Thursday, February 21, 2019

Interior Dept. Approves First Phase of California Desert Renewable Plan

By Robert Mullin

U.S. Interior Secretary Sally Jewell on Wednesday approved the first phase of the Desert Renewable Energy Conservation Plan (DRECP), a framework for California’s development of renewable energy projects on 10.8 million acres managed by the Bureau of Land Management.

Jewell’s approval of the bureau’s land use plan amendment marks the conclusion of Phase 1 of the DRECP, which identifies priority areas for developing renewable resources on federal lands within California while setting aside acreage for conservation and recreational uses.

Phase 1 is the product of a collaboration among the California Energy Commission (CEC), the California Department of Fish and Wildlife, the U.S. Fish and Wildlife Service and BLM.

“This landscape-level plan will support streamlined renewable energy development in the right places while protecting sensitive ecosystems, preserving important cultural heritage and supporting outdoor recreation opportunities,” Jewell said.

The bureau’s land use plan “designates development focus areas with high-quality solar, wind and geothermal energy potential and access to transmission, sited in low-conflict areas,” the Interior Department said in a statement.  Developers in those areas will benefit from “a streamlined permitting process, predictable survey requirements and simplified mitigation measures.”

california desert renewable plan

Source: Tom Brewster Photography via U.S. Bureau of Land Management

The DRECP’s first phase is part of a broader California effort to open up a total of 22 million acres of public and private desert lands for renewable energy projects, an effort that could yield an additional 27 GW of additional renewable capacity, according to the CEC.

Phase II of the plan focuses on aligning local, state and federal renewable energy development and conservation plans, and building on CEC grants already awarded to California counties to foster renewable development.

Use of desert lands is a vital component in California’s strategy to meet its greenhouse gas reduction goals and derive 50% of its electricity from renewable resources by 2030. Development in those areas will become especially important if the state’s load-serving entities cannot obtain sufficient output from out-of-state resources. (See California Policy Goals to Require Significant Transmission Upgrades.)

“Renewable energy is a key part of California’s approach to addressing climate change, and large-scale renewable energy projects in the California desert will play an essential role in California meeting climate and renewable energy goals,” CEC Commissioner Karen Douglas said. “The DRECP provides a clear pathway for projects on public lands while giving the state much greater certainty about where those projects could be located.”

The announcement was met with opposition from renewable energy groups, which say the DRECP fails to balance renewable growth with land preservation and “forecloses development” on millions of acres of federal lands in Southern California. The plan sets aside 388,000 acres for renewable development, much of which is not suitable for solar and wind projects, the groups say.

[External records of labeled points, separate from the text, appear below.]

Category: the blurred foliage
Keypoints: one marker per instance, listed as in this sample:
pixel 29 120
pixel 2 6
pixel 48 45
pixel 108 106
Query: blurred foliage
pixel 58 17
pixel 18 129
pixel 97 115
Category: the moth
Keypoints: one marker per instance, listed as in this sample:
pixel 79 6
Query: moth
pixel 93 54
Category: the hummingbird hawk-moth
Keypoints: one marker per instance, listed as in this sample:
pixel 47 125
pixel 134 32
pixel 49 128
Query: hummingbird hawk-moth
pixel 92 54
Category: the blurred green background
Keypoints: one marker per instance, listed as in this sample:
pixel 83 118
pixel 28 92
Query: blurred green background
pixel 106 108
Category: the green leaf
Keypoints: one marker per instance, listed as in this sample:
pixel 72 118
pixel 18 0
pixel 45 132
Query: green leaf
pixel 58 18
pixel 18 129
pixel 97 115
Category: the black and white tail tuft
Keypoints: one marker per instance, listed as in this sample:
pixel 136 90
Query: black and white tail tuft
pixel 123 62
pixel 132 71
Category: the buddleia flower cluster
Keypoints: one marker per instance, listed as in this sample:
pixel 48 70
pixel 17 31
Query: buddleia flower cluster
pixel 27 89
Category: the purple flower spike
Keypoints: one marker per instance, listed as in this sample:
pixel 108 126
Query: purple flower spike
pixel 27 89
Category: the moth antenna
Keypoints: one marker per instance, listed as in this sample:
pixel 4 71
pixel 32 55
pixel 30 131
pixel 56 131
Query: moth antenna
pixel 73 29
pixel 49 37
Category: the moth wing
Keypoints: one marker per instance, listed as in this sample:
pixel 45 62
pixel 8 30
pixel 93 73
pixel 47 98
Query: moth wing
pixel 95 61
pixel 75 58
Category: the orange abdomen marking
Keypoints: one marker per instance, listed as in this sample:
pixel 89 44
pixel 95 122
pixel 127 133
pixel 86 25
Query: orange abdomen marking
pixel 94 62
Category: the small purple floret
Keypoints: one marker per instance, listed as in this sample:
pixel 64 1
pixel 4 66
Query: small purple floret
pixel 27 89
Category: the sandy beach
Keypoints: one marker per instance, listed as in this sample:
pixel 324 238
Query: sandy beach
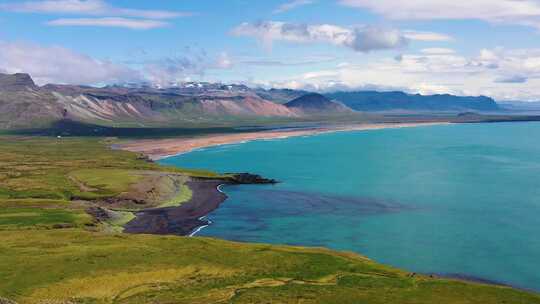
pixel 161 148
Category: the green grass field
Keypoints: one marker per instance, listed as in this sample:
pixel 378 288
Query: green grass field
pixel 52 251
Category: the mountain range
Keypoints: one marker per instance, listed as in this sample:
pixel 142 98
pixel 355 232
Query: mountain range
pixel 372 101
pixel 24 105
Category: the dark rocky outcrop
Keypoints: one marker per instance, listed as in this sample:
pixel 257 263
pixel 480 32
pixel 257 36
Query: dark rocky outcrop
pixel 247 178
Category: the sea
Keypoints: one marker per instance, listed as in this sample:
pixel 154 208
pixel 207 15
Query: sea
pixel 459 199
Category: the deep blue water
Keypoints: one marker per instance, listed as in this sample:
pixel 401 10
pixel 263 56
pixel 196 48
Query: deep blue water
pixel 450 199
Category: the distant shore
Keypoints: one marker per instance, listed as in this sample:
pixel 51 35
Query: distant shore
pixel 157 149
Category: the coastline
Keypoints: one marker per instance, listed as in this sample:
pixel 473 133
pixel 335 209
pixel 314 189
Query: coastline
pixel 186 219
pixel 157 149
pixel 190 217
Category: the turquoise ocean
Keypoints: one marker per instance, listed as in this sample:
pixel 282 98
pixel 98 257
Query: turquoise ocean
pixel 447 199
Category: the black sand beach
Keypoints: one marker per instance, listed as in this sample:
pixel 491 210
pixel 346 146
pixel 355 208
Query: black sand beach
pixel 184 219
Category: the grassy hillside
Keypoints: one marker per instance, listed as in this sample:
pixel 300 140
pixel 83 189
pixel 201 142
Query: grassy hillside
pixel 53 251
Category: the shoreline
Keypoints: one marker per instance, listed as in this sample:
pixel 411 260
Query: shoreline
pixel 186 219
pixel 157 149
pixel 190 217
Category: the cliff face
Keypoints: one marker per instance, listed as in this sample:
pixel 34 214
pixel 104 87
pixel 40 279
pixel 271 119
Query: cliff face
pixel 17 82
pixel 313 104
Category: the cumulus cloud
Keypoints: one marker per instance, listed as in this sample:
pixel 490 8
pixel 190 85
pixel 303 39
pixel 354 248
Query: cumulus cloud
pixel 437 51
pixel 522 12
pixel 87 7
pixel 291 5
pixel 426 36
pixel 167 71
pixel 53 64
pixel 512 79
pixel 134 24
pixel 361 39
pixel 504 74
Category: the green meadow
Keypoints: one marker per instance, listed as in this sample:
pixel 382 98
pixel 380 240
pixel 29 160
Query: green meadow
pixel 53 251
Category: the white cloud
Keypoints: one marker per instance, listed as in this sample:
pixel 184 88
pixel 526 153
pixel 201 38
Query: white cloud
pixel 291 5
pixel 135 24
pixel 504 74
pixel 59 65
pixel 437 51
pixel 87 7
pixel 361 39
pixel 223 61
pixel 426 36
pixel 522 12
pixel 192 63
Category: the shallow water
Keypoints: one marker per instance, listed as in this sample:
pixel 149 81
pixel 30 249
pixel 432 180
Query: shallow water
pixel 450 199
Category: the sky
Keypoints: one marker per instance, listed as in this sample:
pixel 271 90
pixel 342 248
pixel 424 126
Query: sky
pixel 472 47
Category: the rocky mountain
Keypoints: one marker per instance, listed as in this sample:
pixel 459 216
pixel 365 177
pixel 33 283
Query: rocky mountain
pixel 16 82
pixel 25 105
pixel 399 101
pixel 313 103
pixel 280 95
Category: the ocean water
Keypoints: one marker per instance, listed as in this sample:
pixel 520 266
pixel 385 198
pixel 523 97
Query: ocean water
pixel 448 199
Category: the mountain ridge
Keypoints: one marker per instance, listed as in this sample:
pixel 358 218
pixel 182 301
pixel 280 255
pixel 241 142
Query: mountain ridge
pixel 23 104
pixel 374 101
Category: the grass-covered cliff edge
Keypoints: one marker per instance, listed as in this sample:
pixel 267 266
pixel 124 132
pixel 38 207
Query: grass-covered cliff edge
pixel 63 205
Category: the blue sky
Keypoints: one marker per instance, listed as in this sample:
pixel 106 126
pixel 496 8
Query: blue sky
pixel 474 47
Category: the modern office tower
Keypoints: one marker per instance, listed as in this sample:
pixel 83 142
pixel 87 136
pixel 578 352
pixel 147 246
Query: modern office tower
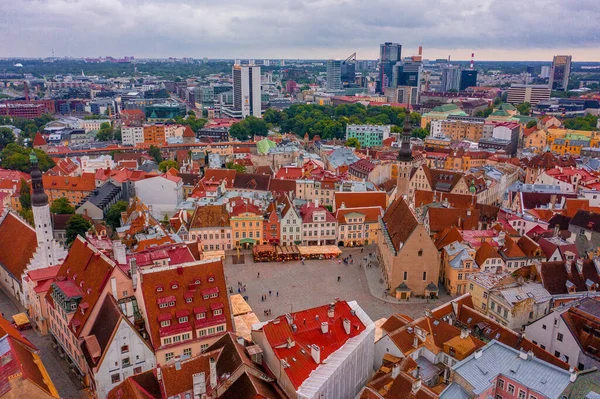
pixel 559 73
pixel 468 78
pixel 389 55
pixel 406 74
pixel 451 77
pixel 545 73
pixel 348 70
pixel 334 75
pixel 246 92
pixel 532 94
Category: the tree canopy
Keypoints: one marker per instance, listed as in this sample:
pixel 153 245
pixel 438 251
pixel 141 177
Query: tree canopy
pixel 77 225
pixel 6 137
pixel 62 206
pixel 15 157
pixel 168 164
pixel 587 122
pixel 329 122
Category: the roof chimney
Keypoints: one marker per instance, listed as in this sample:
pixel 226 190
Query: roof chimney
pixel 331 310
pixel 395 370
pixel 315 352
pixel 213 372
pixel 347 326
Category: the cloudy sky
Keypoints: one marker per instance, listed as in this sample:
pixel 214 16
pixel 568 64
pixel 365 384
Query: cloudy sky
pixel 493 29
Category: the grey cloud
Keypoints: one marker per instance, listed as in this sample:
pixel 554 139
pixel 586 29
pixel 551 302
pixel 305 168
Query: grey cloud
pixel 291 29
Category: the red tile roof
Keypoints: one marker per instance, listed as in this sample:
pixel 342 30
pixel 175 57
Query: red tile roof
pixel 360 199
pixel 85 182
pixel 18 243
pixel 85 272
pixel 400 222
pixel 308 332
pixel 39 140
pixel 186 276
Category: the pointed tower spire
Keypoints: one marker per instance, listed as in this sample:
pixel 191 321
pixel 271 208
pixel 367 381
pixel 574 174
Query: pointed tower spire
pixel 405 153
pixel 39 197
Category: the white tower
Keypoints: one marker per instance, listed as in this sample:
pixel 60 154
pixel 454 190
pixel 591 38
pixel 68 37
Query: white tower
pixel 48 252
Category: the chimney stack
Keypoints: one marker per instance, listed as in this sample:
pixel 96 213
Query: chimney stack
pixel 315 352
pixel 331 311
pixel 213 372
pixel 395 370
pixel 347 326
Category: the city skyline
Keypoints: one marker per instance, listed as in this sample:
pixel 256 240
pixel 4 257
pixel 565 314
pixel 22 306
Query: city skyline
pixel 323 29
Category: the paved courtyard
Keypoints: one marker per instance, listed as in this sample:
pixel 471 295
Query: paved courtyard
pixel 67 384
pixel 315 283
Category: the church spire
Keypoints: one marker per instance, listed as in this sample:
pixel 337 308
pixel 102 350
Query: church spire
pixel 405 153
pixel 39 197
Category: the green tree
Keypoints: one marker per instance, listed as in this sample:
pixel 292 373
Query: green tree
pixel 235 166
pixel 419 133
pixel 16 157
pixel 168 164
pixel 113 216
pixel 154 152
pixel 353 142
pixel 62 206
pixel 25 195
pixel 524 108
pixel 6 137
pixel 77 225
pixel 485 113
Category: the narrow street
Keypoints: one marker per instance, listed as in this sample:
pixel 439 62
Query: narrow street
pixel 64 379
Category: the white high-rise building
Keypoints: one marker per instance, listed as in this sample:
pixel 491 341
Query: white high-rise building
pixel 246 92
pixel 334 75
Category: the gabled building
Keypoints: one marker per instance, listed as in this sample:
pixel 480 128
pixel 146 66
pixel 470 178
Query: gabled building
pixel 290 223
pixel 358 226
pixel 326 351
pixel 319 226
pixel 570 333
pixel 84 279
pixel 114 349
pixel 185 306
pixel 498 370
pixel 210 226
pixel 410 258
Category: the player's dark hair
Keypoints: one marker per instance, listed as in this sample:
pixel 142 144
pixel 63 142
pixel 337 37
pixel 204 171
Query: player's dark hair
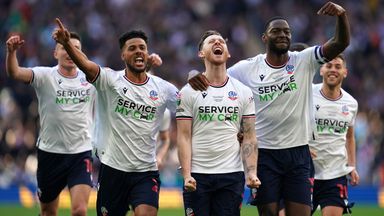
pixel 74 35
pixel 132 34
pixel 298 47
pixel 205 35
pixel 271 20
pixel 342 57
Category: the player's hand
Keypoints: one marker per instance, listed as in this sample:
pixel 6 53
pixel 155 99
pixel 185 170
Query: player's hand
pixel 159 162
pixel 331 9
pixel 14 43
pixel 61 34
pixel 198 82
pixel 252 181
pixel 355 178
pixel 240 137
pixel 154 60
pixel 190 184
pixel 313 153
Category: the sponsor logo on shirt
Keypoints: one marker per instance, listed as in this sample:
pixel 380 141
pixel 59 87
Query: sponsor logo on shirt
pixel 332 126
pixel 153 95
pixel 134 110
pixel 271 92
pixel 73 96
pixel 218 113
pixel 232 95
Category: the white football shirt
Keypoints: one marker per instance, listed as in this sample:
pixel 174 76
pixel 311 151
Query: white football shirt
pixel 283 96
pixel 216 115
pixel 333 118
pixel 129 119
pixel 66 110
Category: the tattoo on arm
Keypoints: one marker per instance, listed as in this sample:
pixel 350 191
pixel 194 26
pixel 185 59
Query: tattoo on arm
pixel 249 147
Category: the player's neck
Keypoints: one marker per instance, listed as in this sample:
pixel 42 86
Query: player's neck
pixel 277 60
pixel 69 72
pixel 216 74
pixel 331 92
pixel 136 77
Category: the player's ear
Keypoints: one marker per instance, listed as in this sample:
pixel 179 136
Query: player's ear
pixel 345 73
pixel 200 54
pixel 55 52
pixel 322 70
pixel 264 37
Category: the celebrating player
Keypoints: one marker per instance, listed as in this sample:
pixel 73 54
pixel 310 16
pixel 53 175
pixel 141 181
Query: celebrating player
pixel 131 107
pixel 207 127
pixel 66 101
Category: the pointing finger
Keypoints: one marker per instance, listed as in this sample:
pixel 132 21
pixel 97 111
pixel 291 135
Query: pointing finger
pixel 59 23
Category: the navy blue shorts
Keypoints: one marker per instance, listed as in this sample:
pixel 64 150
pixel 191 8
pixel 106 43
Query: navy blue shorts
pixel 216 194
pixel 284 174
pixel 117 190
pixel 332 192
pixel 55 171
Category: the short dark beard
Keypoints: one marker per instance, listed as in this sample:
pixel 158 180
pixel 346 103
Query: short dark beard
pixel 278 51
pixel 134 70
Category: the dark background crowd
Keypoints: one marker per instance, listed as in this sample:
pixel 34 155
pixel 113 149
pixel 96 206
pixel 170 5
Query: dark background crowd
pixel 174 28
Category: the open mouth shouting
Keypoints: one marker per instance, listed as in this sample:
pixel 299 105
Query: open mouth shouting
pixel 217 50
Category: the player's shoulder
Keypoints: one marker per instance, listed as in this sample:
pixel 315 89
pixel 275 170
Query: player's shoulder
pixel 45 69
pixel 236 83
pixel 255 59
pixel 159 80
pixel 349 97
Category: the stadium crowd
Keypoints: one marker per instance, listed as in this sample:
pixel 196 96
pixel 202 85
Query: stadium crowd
pixel 174 28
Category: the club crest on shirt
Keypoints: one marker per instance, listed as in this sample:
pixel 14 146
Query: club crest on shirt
pixel 124 90
pixel 232 95
pixel 83 81
pixel 204 94
pixel 261 77
pixel 153 95
pixel 218 98
pixel 345 110
pixel 289 69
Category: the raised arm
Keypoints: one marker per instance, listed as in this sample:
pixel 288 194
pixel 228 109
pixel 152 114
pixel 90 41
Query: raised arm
pixel 351 154
pixel 197 80
pixel 61 35
pixel 249 151
pixel 184 148
pixel 12 65
pixel 340 40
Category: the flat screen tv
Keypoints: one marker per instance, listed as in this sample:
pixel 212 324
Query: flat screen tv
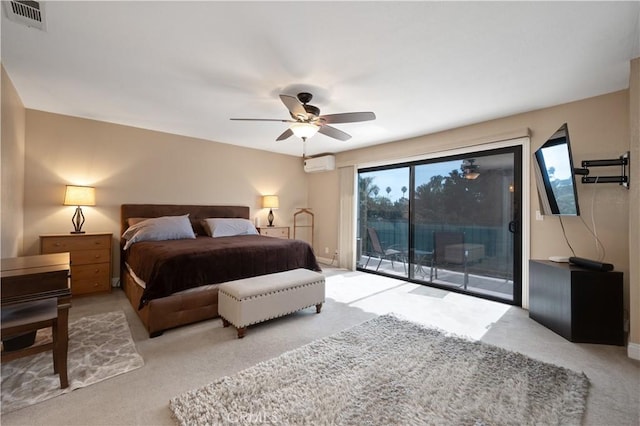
pixel 555 175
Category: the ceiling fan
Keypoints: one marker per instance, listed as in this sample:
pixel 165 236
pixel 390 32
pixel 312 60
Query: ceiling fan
pixel 469 169
pixel 306 119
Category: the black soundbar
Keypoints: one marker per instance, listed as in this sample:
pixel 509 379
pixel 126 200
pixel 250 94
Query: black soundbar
pixel 591 264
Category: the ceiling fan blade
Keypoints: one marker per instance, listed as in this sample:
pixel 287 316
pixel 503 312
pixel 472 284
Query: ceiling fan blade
pixel 294 106
pixel 263 119
pixel 347 117
pixel 332 132
pixel 286 134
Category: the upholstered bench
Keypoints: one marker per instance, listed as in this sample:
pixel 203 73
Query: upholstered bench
pixel 256 299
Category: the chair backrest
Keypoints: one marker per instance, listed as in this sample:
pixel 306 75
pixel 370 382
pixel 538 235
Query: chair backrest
pixel 375 242
pixel 442 239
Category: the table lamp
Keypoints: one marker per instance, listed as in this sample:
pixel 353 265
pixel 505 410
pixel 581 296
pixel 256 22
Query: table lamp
pixel 79 196
pixel 270 202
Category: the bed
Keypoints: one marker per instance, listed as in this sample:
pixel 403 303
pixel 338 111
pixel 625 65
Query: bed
pixel 175 282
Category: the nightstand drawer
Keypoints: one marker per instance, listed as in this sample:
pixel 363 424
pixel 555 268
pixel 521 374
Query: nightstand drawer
pixel 90 256
pixel 58 244
pixel 90 278
pixel 275 231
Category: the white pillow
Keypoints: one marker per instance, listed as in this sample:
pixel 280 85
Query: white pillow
pixel 218 227
pixel 159 229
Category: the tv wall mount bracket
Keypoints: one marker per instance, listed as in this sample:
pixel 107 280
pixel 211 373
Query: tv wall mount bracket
pixel 623 162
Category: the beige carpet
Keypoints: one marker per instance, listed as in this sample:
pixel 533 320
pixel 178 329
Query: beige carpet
pixel 391 371
pixel 100 347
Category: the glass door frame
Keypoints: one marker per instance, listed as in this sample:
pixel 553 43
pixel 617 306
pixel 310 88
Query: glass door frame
pixel 520 148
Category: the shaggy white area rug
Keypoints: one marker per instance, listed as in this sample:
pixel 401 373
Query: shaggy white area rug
pixel 100 347
pixel 388 371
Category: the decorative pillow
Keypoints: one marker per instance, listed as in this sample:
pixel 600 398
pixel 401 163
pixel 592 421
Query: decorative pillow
pixel 159 229
pixel 219 227
pixel 133 220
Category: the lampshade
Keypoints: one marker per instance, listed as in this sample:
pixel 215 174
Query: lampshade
pixel 304 130
pixel 471 175
pixel 80 196
pixel 270 202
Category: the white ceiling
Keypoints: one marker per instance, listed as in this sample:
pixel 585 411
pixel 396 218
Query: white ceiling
pixel 422 67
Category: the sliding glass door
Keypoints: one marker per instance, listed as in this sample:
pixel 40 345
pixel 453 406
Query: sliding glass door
pixel 448 222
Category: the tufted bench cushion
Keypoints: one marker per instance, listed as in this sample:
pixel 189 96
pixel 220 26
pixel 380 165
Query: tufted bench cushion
pixel 256 299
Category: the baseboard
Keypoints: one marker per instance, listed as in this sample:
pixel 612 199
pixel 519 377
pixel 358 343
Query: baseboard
pixel 633 350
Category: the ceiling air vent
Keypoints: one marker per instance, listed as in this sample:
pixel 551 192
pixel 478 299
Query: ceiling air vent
pixel 29 13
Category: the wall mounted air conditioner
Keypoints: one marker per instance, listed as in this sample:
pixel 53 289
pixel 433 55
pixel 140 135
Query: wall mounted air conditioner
pixel 320 164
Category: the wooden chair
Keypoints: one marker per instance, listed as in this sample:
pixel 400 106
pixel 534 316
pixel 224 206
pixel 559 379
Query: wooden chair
pixel 28 317
pixel 383 253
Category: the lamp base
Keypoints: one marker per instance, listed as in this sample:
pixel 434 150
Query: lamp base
pixel 270 218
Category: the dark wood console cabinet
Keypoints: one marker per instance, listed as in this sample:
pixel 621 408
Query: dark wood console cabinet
pixel 581 305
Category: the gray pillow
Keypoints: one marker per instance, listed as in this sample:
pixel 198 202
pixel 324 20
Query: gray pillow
pixel 159 229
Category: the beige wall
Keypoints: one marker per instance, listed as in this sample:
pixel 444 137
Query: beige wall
pixel 131 165
pixel 13 145
pixel 599 129
pixel 634 208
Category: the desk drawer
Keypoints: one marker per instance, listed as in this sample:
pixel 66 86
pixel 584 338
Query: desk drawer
pixel 59 244
pixel 90 257
pixel 90 278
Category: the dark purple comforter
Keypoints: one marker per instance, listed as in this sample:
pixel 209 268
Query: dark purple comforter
pixel 171 266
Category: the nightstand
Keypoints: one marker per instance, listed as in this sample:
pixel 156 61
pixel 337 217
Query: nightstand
pixel 275 231
pixel 90 259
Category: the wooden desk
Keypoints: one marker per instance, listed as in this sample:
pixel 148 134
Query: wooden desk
pixel 32 278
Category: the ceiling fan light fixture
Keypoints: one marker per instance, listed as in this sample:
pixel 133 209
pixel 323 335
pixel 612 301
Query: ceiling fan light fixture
pixel 304 130
pixel 469 169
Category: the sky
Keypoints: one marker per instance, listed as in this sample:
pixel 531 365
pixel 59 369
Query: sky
pixel 397 178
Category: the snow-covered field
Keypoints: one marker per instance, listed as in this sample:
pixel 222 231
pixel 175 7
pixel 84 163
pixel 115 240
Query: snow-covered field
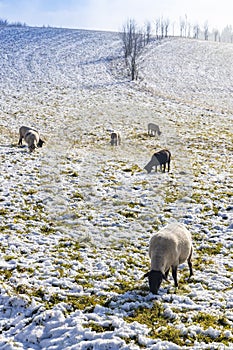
pixel 77 214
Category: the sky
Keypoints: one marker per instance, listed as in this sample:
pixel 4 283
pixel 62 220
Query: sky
pixel 113 14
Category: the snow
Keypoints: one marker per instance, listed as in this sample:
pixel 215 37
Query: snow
pixel 77 215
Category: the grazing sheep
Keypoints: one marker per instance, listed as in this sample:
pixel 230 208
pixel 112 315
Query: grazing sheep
pixel 169 247
pixel 115 139
pixel 31 137
pixel 153 129
pixel 159 158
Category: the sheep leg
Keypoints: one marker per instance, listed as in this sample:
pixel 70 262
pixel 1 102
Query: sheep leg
pixel 168 164
pixel 190 265
pixel 174 275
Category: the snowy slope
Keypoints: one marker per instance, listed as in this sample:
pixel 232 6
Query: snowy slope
pixel 77 215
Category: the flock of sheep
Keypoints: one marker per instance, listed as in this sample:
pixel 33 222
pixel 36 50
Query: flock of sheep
pixel 169 247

“No one is saying that utility-scale renewable energy should go everywhere, but done responsibly and with safeguards, it does have to go somewhere if we are to meet state, national and global carbon-reduction goals,” said Nancy Rader, executive director of CalWEA, which estimates the plan will create the potential for 1,000 MW of new wind resources.

“The Interior Department and BLM missed a golden opportunity to balance the preservation of parts of the California desert with clean, renewable energy development across some of America’s richest renewable resource areas,” said Tom Kimbis, acting president of the Solar Energy Industries Association.

Shannon Eddy, executive director of the Large-scale Solar Association, called the plan “a Model T in a Tesla world,” arguing that it fails to consider the “enormous” policy changes that will require renewable development on public land.

“Rather than fostering sustainable clean energy development as a part of a conservation plan, it severely restricts wind and solar,” Eddy said.

Environmentalists praised the plan, which sets aside nearly 2.9 million acres as new federal conservation land.

“This plan is a win for California,” said Doug Wheeler, former California secretary for natural resources. “Not only does it help the state meet renewable energy goals, it also protects some of California’s best places — lands that provide a recreational escape and protect important wildlife species.”

“The DRECP provides a responsible path for future development while permanently protecting the most important places as California desert conservation lands,” said Danielle Murray, senior director at the Conservation Lands Foundation. “We thank Secretary Sally Jewell and the Bureau of Land Management for this landmark plan and hope it serves as a model for public lands planning in the future.”